Chinese patent publication No. CN219065108U discloses a tension detector, which comprises a base plate, wherein a detecting structure is installed on one side of the top outer wall of the base plate, a fixing component is installed on one side of the detecting structure of the top outer wall of the base plate, and a controller is installed on one side of the top outer wall of the base plate; the detection structure comprises a detection column, a lifting groove formed in the outer wall of one side of the detection column, a driving motor arranged on the inner wall of the top of the detection column, a lifting screw arranged on an output shaft of the driving motor, and a mounting rod in threaded connection with the outer wall of the lifting screw. According to the utility model, the central rod is rotated by the driving handle, the contact rollers are mutually close to clamp the silk thread by the central rod through the bevel gear and the fixing screw rod, the driving motor drives the lifting screw rod to rotate, and the lifting screw rod drives the mounting rod to lift the silk thread to apply a force with a fixed value to the silk thread, so that the silk thread is convenient to fix and detect, and the silk thread is prevented from being strongly pressed at the fixed end

However, current pencil pulling force detects machine is when using, intercepts a section pencil generally, drives splint through rotating the bull stick and removes to this is fixed with pencil tip centre gripping, therefore, when fixed pencil, the both ends of pencil all need adopt this kind of fixed mode, thereby reduced fixed efficiency, influence the progress of test, moreover, the centre pole of above-mentioned setting, bevel gear and fixing screw, make the contact roller be close to each other and clip the silk thread, but the couple at top is broken the test piece easily when the test, influence the measurement of final test piece pulling force.

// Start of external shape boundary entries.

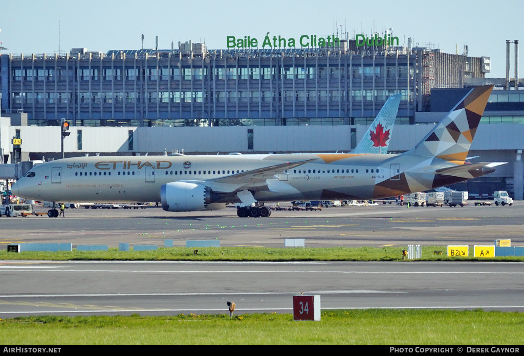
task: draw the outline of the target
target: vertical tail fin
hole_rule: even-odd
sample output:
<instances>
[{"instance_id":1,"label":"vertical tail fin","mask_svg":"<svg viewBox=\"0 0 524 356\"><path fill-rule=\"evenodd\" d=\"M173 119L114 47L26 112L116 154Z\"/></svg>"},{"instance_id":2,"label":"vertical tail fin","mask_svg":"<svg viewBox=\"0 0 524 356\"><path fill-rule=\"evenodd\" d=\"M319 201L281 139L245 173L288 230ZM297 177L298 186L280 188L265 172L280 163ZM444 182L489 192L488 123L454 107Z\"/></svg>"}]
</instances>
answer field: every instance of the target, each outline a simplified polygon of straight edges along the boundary
<instances>
[{"instance_id":1,"label":"vertical tail fin","mask_svg":"<svg viewBox=\"0 0 524 356\"><path fill-rule=\"evenodd\" d=\"M352 153L387 153L401 96L388 99Z\"/></svg>"},{"instance_id":2,"label":"vertical tail fin","mask_svg":"<svg viewBox=\"0 0 524 356\"><path fill-rule=\"evenodd\" d=\"M408 154L466 160L493 85L471 89Z\"/></svg>"}]
</instances>

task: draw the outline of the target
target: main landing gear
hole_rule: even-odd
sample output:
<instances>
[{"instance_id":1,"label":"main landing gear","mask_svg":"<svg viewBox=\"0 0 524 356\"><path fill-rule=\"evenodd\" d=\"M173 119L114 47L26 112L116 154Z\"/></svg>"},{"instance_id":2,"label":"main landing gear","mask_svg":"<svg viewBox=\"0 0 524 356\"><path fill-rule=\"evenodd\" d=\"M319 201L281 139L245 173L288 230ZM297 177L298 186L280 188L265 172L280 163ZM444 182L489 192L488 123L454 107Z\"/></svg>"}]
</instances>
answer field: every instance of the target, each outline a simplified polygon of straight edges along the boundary
<instances>
[{"instance_id":1,"label":"main landing gear","mask_svg":"<svg viewBox=\"0 0 524 356\"><path fill-rule=\"evenodd\" d=\"M268 217L271 209L267 206L243 206L237 208L236 214L239 217Z\"/></svg>"}]
</instances>

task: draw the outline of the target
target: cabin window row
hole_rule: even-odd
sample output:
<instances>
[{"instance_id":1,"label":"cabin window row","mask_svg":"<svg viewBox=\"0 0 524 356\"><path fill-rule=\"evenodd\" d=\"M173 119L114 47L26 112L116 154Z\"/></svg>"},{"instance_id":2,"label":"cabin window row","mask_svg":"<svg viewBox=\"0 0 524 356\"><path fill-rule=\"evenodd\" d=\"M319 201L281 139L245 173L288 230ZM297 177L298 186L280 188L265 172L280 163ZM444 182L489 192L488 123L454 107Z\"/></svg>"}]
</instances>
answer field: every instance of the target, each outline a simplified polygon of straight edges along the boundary
<instances>
[{"instance_id":1,"label":"cabin window row","mask_svg":"<svg viewBox=\"0 0 524 356\"><path fill-rule=\"evenodd\" d=\"M197 173L196 173L196 170L189 170L189 171L188 171L188 170L184 170L184 171L182 171L182 170L180 170L180 171L178 171L178 170L175 170L175 171L173 171L173 170L170 170L170 171L166 170L166 171L164 171L165 172L165 173L162 174L162 171L159 171L158 174L159 174L159 175L164 174L165 175L166 175L166 176L168 175L171 175L171 176L172 176L173 175L174 175L176 176L180 175L181 176L181 175L188 175L188 174L190 174L190 175L196 175L197 174ZM213 170L213 171L211 171L211 170L208 170L208 171L205 171L205 170L204 170L204 171L199 170L199 171L198 171L198 174L199 174L199 175L211 175L211 174L212 174L212 173L211 173L212 171L213 172L212 174L214 174L214 175L221 174L221 173L220 173L221 171L220 171L220 170L218 170L218 171L217 170ZM224 175L225 175L225 174L235 174L235 173L240 173L243 172L243 171L244 171L243 169L242 170L240 170L237 169L236 171L235 171L235 170L223 170L223 171L222 171L222 174L224 174ZM227 174L226 173L226 172L227 172ZM96 176L96 175L102 176L102 175L103 175L102 173L103 173L102 171L98 172L97 174L97 172L94 172L94 174L93 174L93 172L89 172L89 173L88 172L75 172L74 175L75 176L88 176L88 175L89 176ZM154 171L153 171L152 174L154 175ZM127 173L125 171L123 171L123 172L118 171L118 173L117 173L117 174L119 176L120 176L120 175L125 176L126 174L128 176L130 176L130 176L134 176L135 175L135 171L127 171ZM138 174L138 173L137 174ZM104 171L104 172L103 172L103 175L104 175L104 176L111 176L111 172Z\"/></svg>"},{"instance_id":2,"label":"cabin window row","mask_svg":"<svg viewBox=\"0 0 524 356\"><path fill-rule=\"evenodd\" d=\"M320 169L298 169L298 170L294 169L293 171L293 173L294 174L305 174L306 173L349 173L350 171L351 171L352 173L358 173L358 169L354 169L354 168L353 168L353 169L350 169L348 168L346 169L345 169L345 171L344 171L344 169L336 169L336 172L335 171L335 169L322 169L322 171L321 171ZM366 169L366 173L369 173L369 169ZM378 173L378 168L376 168L376 169L375 169L375 168L372 168L371 169L371 173Z\"/></svg>"}]
</instances>

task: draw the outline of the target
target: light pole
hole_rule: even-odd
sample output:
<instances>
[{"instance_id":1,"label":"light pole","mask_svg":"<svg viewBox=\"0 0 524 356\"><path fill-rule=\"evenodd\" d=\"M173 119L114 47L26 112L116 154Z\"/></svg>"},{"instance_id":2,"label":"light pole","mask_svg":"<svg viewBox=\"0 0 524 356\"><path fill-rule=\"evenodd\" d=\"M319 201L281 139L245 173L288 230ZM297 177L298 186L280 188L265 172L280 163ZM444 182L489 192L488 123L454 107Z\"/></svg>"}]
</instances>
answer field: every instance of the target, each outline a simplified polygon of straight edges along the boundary
<instances>
[{"instance_id":1,"label":"light pole","mask_svg":"<svg viewBox=\"0 0 524 356\"><path fill-rule=\"evenodd\" d=\"M69 130L69 123L66 119L60 119L60 144L61 146L62 158L64 158L64 137L71 134Z\"/></svg>"}]
</instances>

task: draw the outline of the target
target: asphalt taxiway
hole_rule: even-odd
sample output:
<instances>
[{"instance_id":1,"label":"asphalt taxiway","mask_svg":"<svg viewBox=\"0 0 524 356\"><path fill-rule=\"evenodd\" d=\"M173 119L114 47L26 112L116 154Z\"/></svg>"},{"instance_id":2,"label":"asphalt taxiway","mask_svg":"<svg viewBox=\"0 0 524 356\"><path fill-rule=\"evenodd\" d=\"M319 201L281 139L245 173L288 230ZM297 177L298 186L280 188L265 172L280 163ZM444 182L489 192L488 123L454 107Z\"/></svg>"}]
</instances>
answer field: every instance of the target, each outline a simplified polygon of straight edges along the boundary
<instances>
[{"instance_id":1,"label":"asphalt taxiway","mask_svg":"<svg viewBox=\"0 0 524 356\"><path fill-rule=\"evenodd\" d=\"M36 208L38 210L38 208ZM45 212L46 209L40 208ZM118 243L184 246L188 239L218 239L221 246L282 247L303 238L308 247L492 244L511 239L524 245L524 203L511 206L372 206L320 211L274 211L267 218L239 218L236 210L171 213L146 209L66 209L65 217L0 217L0 247L17 243Z\"/></svg>"},{"instance_id":2,"label":"asphalt taxiway","mask_svg":"<svg viewBox=\"0 0 524 356\"><path fill-rule=\"evenodd\" d=\"M322 309L524 311L521 263L0 261L0 318L291 313Z\"/></svg>"}]
</instances>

In view of the above, the utility model provides a reactor lead tension detector.

Disclosure of utility model

The utility model aims to solve the defects and provide a tension detector which is convenient for quickly fixing a reactor lead.

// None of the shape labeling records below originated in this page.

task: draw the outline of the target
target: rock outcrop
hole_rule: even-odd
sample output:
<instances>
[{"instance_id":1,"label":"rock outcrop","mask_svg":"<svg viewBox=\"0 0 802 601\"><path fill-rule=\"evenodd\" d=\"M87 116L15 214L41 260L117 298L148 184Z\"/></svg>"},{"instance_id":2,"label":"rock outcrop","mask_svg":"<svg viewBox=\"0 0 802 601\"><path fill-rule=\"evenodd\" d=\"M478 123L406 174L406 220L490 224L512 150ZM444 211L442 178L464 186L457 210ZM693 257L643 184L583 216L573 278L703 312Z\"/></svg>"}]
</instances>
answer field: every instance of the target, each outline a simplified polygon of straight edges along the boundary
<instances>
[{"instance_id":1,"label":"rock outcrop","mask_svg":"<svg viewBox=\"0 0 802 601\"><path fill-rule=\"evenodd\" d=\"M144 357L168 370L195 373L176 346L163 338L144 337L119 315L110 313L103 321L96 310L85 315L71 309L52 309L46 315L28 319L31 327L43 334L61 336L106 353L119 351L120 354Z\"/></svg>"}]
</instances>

Through the auxiliary assembly that is equipped with at the testboard upper surface, pass auxiliary assembly with the lead wire after, the both ends tip of lead wire is fixed by the centre gripping subassembly centre gripping of roof bottom to solved the problem that the lead wire both ends all need the centre gripping, saved test time, finally, observe the tensile strength value of lead wire through control panel, the hydraulic pump promotes roof and centre gripping subassembly and carries out tensile test to the lead wire.

The utility model provides a reactor lead tension detector which comprises a test bench and an upper supporting arm, wherein one end of one side of the test bench is provided with a control panel, hydraulic pumps are arranged in grooves formed in two sides of the upper supporting arm, the tops of the hydraulic pumps are fixedly connected with a top plate, the bottom surface of the middle part of the top plate is provided with a clamping assembly, and the clamping assembly and an auxiliary assembly fixed on the upper surface of the test bench are positioned on the same vertical line.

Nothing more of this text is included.